The story starts as a portrait of Borrow’s highly peripatetic childhood, moving around with the army all over Britain, but is told in a series of brilliant episodes rather than a continuous narrative. It then describes his adolescence in Norwich, voraciously studying languages but also associating with Gypsies and boxers. The scene then shifts to London, where George dreams of becoming a famous translator of foreign poetry, but ends up as a poorly paid hack journalist. He then quits London in disgust and spends an idyllic summer travelling around rural England, living as a Gypsy, and having a curious romance with a proudly independent peddler girl, Isopel Berners. All this is based on incidents in Borrow’s own life.

The bare bones of this story are then fleshed out with numerous encounters with a vast range of exotic characters, most of whom have a story to tell. Many of these characters and their stories are fictional creations, acting sometimes as a means for Borrow to examine his own strange and obsessive character (for example, the tale of The Author who would compulsively touch things), while others are quite surreal, such as the snake catcher’s account of meeting the king of the snakes, while the full force of Borrow’s disdain is reserved for the Roman Catholic church, represented by the character of a gin-drinking Catholic hedge priest known only as 'the man in black' who tries to convert Borrow to his cause. The book ends abruptly and unresolved, with George and Belle the peddler girl camped up in a secluded dingle.
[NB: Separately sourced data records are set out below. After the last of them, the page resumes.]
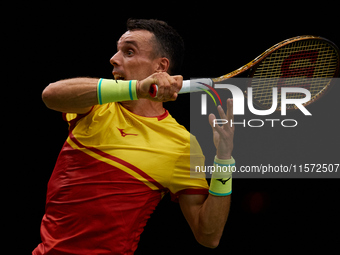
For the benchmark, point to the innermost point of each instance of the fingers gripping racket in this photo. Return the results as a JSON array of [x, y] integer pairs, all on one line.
[[283, 65]]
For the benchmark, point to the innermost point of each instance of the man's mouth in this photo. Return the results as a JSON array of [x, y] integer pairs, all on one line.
[[119, 77]]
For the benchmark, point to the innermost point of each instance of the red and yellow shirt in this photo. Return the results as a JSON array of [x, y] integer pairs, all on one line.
[[111, 173]]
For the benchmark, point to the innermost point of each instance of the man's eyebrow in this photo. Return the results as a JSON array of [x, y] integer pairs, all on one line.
[[134, 43]]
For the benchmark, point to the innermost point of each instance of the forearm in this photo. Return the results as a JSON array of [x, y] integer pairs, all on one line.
[[76, 95], [212, 219]]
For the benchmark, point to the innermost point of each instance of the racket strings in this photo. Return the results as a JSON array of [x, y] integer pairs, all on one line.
[[307, 64]]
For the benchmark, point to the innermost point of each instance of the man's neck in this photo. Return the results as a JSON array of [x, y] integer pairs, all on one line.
[[144, 107]]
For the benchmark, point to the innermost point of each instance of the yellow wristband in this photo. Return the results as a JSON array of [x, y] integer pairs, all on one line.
[[221, 180], [116, 91]]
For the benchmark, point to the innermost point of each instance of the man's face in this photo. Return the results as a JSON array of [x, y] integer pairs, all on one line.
[[136, 57]]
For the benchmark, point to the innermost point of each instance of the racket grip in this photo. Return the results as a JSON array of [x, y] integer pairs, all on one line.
[[187, 86]]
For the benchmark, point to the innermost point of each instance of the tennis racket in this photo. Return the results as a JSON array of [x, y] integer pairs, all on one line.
[[290, 63]]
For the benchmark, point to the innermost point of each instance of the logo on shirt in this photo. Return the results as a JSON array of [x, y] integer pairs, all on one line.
[[123, 133]]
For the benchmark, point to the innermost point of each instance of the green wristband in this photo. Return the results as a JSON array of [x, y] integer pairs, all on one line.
[[116, 91], [221, 179]]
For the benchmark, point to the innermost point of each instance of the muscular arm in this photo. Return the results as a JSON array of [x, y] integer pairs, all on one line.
[[75, 95], [78, 95], [207, 216]]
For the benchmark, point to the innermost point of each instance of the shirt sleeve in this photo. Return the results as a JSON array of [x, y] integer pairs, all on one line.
[[185, 179]]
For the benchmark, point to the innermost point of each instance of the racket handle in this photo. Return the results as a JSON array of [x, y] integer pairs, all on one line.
[[188, 86]]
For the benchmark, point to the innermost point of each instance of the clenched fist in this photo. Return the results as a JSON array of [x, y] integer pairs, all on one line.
[[168, 86]]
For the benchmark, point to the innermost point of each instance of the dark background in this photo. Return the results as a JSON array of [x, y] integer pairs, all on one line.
[[49, 42]]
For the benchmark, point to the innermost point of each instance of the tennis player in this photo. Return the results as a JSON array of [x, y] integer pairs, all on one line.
[[125, 151]]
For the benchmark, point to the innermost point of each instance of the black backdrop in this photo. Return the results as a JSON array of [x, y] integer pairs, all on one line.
[[54, 41]]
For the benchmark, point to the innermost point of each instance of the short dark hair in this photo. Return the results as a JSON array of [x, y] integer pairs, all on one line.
[[170, 43]]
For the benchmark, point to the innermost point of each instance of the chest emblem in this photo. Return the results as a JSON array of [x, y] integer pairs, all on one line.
[[125, 134]]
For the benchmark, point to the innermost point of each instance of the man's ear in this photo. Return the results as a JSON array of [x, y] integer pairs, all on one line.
[[163, 65]]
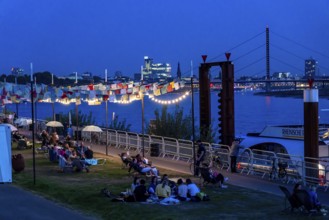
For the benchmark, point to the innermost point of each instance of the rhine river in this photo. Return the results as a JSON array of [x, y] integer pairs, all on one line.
[[252, 113]]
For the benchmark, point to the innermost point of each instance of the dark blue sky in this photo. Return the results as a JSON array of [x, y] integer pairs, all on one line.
[[63, 36]]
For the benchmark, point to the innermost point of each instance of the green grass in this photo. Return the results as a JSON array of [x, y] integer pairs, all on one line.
[[81, 191]]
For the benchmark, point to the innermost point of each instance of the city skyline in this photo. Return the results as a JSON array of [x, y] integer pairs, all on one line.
[[79, 36]]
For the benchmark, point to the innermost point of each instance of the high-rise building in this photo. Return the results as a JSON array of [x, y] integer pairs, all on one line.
[[17, 71], [179, 73], [310, 68], [155, 72]]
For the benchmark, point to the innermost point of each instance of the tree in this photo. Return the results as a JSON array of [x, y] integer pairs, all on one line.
[[84, 119], [174, 125], [119, 125]]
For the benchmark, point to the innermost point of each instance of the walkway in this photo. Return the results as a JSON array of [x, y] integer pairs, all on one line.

Upon publication Lavengro was not a great critical success, mainly because Victorian readers expected another travelogue like his best-seller The Bible In Spain but were confused by this strange creation, with its groundbreaking mixture of fact and fiction. However, it has since come to be seen as Borrow’s masterpiece. In the early 20th century Lavengro was regularly reprinted and was elevated to almost cult status.